One or two of my regular commenters have been on my case for a couple of years or so regarding my habit of expecting my largely-non-observant congregation to support my increasing level of observance.  I think this conversation started a few years ago, when I complained that my shul's sukkah was inaccessible on chol hamoed ("intermediate" days of a holiday, on which one is permitted to work) due to the fact that the synagogue rented so much of its space.  His/her/their response was that, since the mitzvah/commandment of (at least) eating (if not sleeping) in a sukkah devolves upon the individual, not the community, it was my own responsibility to find a sukkah in which to eat, not the synagogue's responsibility to provide me with one.  Further conversations involved my complaint that the Ritual Committee had voted to allow the synagogue to buy dairy baked goods from a bakery that's not under rabbinic supervision (though we still buy parve baked goods from a kosher bakery).  The response was that, there being only one other congregant who won't eat the baked goods from the non-kosher bakery, I couldn't expect a non-observant congregation to accommodate my level of kashrut observance.  There were probably a few more conversations of that sort that I've forgotten.

But the general theme seems to have registered, and it had an impact on my davvening/praying this Rosh HaShanah.  After busting my chops to try to say as much of the Musaf Amidah prayer as possible in Hebrew on the first day, I realized that I was creating a tircha d'tzibbur, a burden on the community.  The problem is that I'm stuck right in the middle.  At one extreme are the ex-yeshiva bachurim, the former yeshiva students (and yes, as the Hebrew grammar indicates, they're mostly male in our congregation), who davven at 90 miles per hour and flat-out deny that they're praying quickly because, to them, davvening at 90 miles an hour is simply normal.  At the other extreme are those who either pray in English or simply don't pray the entire Amidah.  The result for each group is exactly the same, ironically enough--both groups (complete the Amidah and) sit down long before I do.  I'm always one of the last two or three people left standing.  And that means that the congregation ends up waiting for Ms.
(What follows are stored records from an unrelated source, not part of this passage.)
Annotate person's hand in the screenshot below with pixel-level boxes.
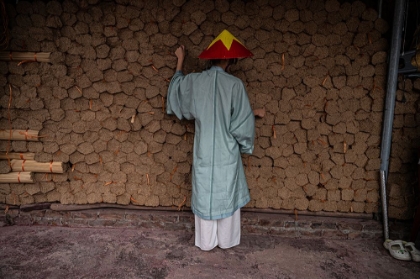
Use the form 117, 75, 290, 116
254, 108, 265, 118
175, 45, 185, 61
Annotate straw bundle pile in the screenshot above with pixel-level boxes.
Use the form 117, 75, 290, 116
0, 172, 34, 184
0, 152, 35, 160
11, 160, 64, 173
0, 130, 39, 141
0, 51, 51, 63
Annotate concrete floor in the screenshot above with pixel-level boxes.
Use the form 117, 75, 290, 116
0, 226, 420, 279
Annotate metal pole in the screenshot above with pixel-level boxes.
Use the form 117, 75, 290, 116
380, 0, 406, 241
378, 0, 382, 18
379, 170, 389, 240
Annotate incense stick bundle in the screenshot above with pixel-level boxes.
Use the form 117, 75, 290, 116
0, 172, 34, 183
11, 160, 64, 173
0, 51, 51, 63
0, 152, 35, 160
0, 130, 39, 141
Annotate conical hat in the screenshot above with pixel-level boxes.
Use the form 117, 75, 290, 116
198, 30, 254, 59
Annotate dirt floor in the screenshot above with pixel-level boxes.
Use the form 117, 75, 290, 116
0, 226, 420, 279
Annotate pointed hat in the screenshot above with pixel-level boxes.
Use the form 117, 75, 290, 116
198, 30, 254, 59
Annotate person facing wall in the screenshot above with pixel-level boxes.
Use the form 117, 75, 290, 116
166, 30, 265, 251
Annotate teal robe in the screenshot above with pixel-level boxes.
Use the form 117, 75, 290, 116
166, 67, 255, 220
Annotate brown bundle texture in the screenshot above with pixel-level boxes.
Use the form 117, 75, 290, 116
0, 130, 39, 141
0, 51, 51, 63
0, 172, 34, 183
0, 152, 35, 160
11, 160, 64, 173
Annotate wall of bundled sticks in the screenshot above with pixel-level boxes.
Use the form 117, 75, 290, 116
0, 0, 420, 219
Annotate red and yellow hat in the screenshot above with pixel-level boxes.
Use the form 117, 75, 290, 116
198, 30, 254, 59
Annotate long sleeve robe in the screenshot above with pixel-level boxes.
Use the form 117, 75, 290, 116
166, 67, 255, 220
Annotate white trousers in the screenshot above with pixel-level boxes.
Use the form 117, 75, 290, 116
195, 209, 241, 251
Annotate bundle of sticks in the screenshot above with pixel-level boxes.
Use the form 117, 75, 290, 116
0, 51, 51, 63
0, 171, 34, 184
11, 159, 64, 173
0, 130, 39, 141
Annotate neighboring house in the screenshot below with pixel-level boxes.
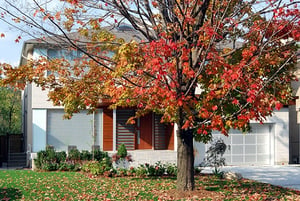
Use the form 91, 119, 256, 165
21, 26, 299, 169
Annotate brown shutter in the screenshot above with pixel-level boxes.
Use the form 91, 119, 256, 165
116, 109, 135, 150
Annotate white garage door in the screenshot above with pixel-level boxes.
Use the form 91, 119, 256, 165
205, 124, 272, 165
47, 109, 100, 151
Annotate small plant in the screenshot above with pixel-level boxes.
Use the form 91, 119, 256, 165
80, 150, 92, 161
92, 149, 108, 161
81, 161, 104, 176
112, 144, 132, 169
166, 164, 177, 176
117, 144, 127, 158
34, 146, 59, 171
201, 138, 227, 178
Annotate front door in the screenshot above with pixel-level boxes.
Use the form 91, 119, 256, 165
136, 113, 153, 149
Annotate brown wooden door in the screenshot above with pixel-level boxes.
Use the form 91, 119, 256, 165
136, 113, 153, 149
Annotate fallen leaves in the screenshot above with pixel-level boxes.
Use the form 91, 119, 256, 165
0, 170, 300, 200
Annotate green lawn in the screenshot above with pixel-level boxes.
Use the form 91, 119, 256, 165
0, 170, 300, 200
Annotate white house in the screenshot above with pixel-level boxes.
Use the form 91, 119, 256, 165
21, 27, 300, 165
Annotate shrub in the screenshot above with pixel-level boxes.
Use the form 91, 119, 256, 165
166, 164, 177, 176
117, 144, 127, 158
81, 161, 104, 175
80, 150, 92, 161
92, 149, 109, 161
55, 151, 67, 163
112, 144, 132, 169
135, 165, 147, 177
81, 158, 112, 176
68, 149, 80, 161
34, 146, 58, 171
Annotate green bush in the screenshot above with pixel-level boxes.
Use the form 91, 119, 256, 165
55, 151, 67, 163
166, 164, 177, 176
117, 144, 127, 158
81, 158, 112, 176
81, 161, 104, 175
80, 150, 92, 161
92, 149, 109, 161
68, 149, 80, 161
34, 146, 58, 171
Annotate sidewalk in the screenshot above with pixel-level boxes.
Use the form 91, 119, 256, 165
203, 165, 300, 190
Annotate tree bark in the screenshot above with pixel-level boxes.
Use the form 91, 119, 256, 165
177, 128, 195, 191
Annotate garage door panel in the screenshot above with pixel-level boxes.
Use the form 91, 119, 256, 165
245, 134, 256, 144
205, 124, 273, 165
245, 145, 256, 154
47, 110, 99, 151
231, 145, 244, 154
232, 134, 244, 144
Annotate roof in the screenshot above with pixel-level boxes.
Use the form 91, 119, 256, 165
20, 24, 146, 65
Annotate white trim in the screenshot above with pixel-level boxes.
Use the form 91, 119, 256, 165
113, 109, 117, 151
99, 109, 103, 151
174, 124, 178, 151
151, 113, 155, 150
269, 124, 276, 165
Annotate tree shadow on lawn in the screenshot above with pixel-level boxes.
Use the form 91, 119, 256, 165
0, 188, 22, 200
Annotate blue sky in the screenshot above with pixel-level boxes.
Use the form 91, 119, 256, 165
0, 20, 24, 66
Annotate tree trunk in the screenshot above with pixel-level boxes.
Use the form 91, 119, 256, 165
177, 128, 195, 191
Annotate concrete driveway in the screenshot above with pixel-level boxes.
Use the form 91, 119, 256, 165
203, 165, 300, 190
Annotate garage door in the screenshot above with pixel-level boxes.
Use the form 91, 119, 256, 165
47, 109, 100, 151
206, 124, 272, 165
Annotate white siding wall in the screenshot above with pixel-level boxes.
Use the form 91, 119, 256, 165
32, 110, 47, 152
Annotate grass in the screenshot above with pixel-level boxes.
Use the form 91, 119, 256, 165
0, 170, 300, 200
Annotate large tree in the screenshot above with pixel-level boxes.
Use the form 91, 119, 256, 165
0, 0, 300, 190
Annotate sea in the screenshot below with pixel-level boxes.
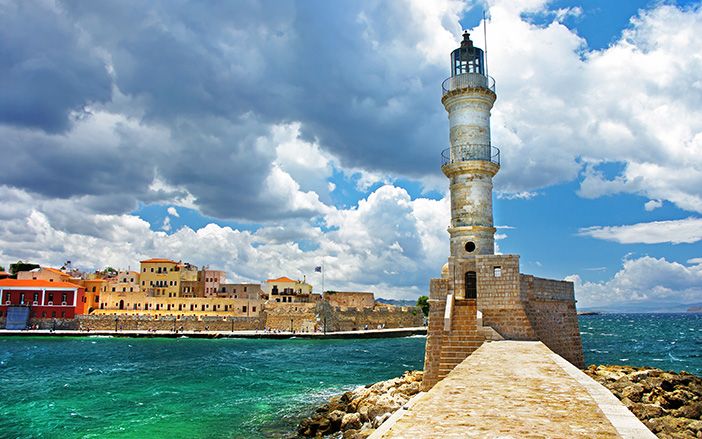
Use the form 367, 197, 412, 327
0, 314, 702, 438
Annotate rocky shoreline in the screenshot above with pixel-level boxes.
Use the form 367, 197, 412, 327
297, 370, 424, 439
297, 365, 702, 439
584, 365, 702, 439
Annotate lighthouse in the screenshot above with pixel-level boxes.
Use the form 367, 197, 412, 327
441, 32, 500, 299
422, 32, 583, 390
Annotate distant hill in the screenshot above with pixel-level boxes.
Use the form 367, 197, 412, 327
375, 297, 417, 306
578, 300, 702, 313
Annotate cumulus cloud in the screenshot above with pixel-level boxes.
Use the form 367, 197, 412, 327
578, 217, 702, 244
0, 185, 449, 298
566, 256, 702, 308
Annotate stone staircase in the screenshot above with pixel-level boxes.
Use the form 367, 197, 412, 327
437, 299, 485, 381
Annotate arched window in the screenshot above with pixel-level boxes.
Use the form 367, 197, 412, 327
466, 271, 478, 299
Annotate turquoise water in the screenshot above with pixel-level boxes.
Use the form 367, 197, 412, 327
580, 313, 702, 376
0, 337, 425, 438
0, 314, 702, 438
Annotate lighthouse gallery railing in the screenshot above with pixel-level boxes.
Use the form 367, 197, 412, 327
441, 73, 495, 95
441, 143, 500, 166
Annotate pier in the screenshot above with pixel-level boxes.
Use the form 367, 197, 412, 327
0, 327, 427, 339
370, 341, 656, 439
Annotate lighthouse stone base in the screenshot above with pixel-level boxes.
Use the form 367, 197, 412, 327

Slowpoke.  :(  So, on the second day, I decided to read only the Malchuyot verses in Hebrew because they're the only verses that I know well enough to read quickly--I read the Zichronot and Shofarot verses almost entire in English.  I also followed my standard "in-a-hurry" procedure and skipped directly from the final b'rachah/blessing to "Yi'yu l'ratzon . . .," then "Oseh shalom," then skipped the Temple stuff and sat down.

I have complained before, and will continue to complain, that davvening b'tzibbur/praying with a community forces me to pray way too quickly for me to have much kavvanah/focus to speak of.  (See Morning Madness--on davvenning Shacharit and Near tears at morning minyan.)  I can't find it on my blog, so it's possible that I mentioned it on someone else's, but I distinctly remember having timed the length of our Rosh HaShanah "silent" Musaf Amidah one year, and having had another commenter express shock that our shul gave the silent pray so little time--in her synagogue, roughly twice as much time was alloted, if I remember correctly.  But, on the other hand, I'm still trying to resign myself to the fact that a minyan, or, certainly, our minyan, can only wait just so long for slow davveners, and to pace myself accordingly, to the best of my ability, especially on the Yamim Noraim/High Holidays.